Воцарилось молчание. Как будто дом и двор накрыли чугунной крышкой.
— Прости.
— Ничего.
— Я имел в виду…
— Я знаю.
— Но нельзя же так. Обидят — не обидят… Может, запереть её на чердаке, чтобы никто не обидел?
— Нет, — Аглая вздохнула. — Только не запереть.
— Она человек. Девочка, — втолковывал Деда. — Ей учиться надо…
— Толку от этой учёбы, — Аглая хлопнула мокрой тряпкой и вылила воду в ведро. — Вот ты учёный… Впрочем, делайте, что хотите.
Послышались шаги. Аглая спустилась по ступенькам и выплеснула воду в угол двора. Я поднялась навстречу и уткнулась головой в мокрый подол на её животе. Она ласково погладила меня.
— Мара, пойдёшь в школу? — спросил Деда, приподняв марлю на окне.
Я посмотрела на Аглаю. Она улыбалась — мелкие морщинки лучиками разбегались от уголков рта и глаз.
— Да, — сказала я. — Пойду.
Свежим утром накрапывал дождь. Мы шли втроём по глянцевой от воды дороге. Юбка неловко хлопала по коленям. Букет астр пах мятой травой и скорой осенью. Я то и дело трясла головой как кошка — банты непривычно стягивали волосы, мешали. На повороте Деда приподнял меня и поцеловал в нос.
— Ну, давай что ли, старайся, не подведи. Да смотри, плохие слова не говори, это тебе не… — Он осёкся, глянул на Аглаю. — Не дома.
И он поспешил на работу. А мы пошли дальше вдвоём. Аглая всё молчала.
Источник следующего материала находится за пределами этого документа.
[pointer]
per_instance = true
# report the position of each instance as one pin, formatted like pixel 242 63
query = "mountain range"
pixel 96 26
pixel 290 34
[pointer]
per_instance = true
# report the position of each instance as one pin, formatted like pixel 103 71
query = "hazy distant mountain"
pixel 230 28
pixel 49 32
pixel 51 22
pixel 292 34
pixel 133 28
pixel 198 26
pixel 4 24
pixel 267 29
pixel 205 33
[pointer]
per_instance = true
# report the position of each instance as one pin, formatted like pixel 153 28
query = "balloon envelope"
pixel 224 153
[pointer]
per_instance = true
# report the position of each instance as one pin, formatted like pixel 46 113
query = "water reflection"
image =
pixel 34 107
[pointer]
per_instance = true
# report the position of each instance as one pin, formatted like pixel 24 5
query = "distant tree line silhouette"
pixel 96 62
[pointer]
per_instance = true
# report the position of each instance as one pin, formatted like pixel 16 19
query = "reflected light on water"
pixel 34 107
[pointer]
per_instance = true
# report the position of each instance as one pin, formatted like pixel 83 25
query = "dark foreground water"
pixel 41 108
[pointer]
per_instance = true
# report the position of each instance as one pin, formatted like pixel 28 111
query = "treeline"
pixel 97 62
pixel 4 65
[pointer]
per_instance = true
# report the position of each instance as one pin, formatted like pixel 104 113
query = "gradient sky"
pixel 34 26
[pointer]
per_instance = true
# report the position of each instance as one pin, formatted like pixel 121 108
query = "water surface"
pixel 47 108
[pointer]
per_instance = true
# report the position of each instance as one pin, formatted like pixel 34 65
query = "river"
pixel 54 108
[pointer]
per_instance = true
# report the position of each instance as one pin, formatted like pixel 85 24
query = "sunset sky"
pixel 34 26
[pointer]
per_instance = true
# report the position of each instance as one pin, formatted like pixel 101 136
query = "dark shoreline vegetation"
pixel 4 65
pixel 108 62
На школьном дворе было полно народу. Аглая протащила меня сквозь толпу и сунула в руки высокой пожилой женщине — мягкой как булка и душистой как наша заведующая. А кругом были дети — совсем другие, чужие, не наши…
И вот мы пошли. И уже входя в неведомые двери, я оглянулась. Аглая стояла посреди двора. Ветер трепал её крашеные волосы, хлопал полами клетчатого пиджака.
И я не выдержала — бросилась, побежала, спотыкаясь, уткнулась головой в её худой живот.
— Пошли домой! Они все другие!
— Ну что же, что другие? Есть разные люди, — сказала она тихо. — А ты у меня лучше всех — и умница, и красавица.
Я подняла лицо. Мы стояли посреди двора и смотрели друг на друга.
— Ты будешь меня тут ждать?
— А как же! Буду, чяёри, буду.
— Тогда я обратно, а ты жди! Никуда не уходи.
Тяжёлые створки дверей сомкнулись за спиной. Запах побелки и помятых цветов. Цоканье чужих каблуков по каменному полу. Гулкие голоса, чистые окна, шелест бумаги.
Умница и красавица. Не те ли слова прошептала чёваханя в маленькое грязное ушко?
«А ну поворотись, милая!»
Я бежала вверх по лестнице. Бежала в другой мир, чтобы остаться в нём навсегда. Бежала от Аглаи, от чёрного посёлка, от бражки и овсяных лепёшек, от песен и брани.
Что к хорошему, что к плохому… да кто разберёт! Никто этого не знает.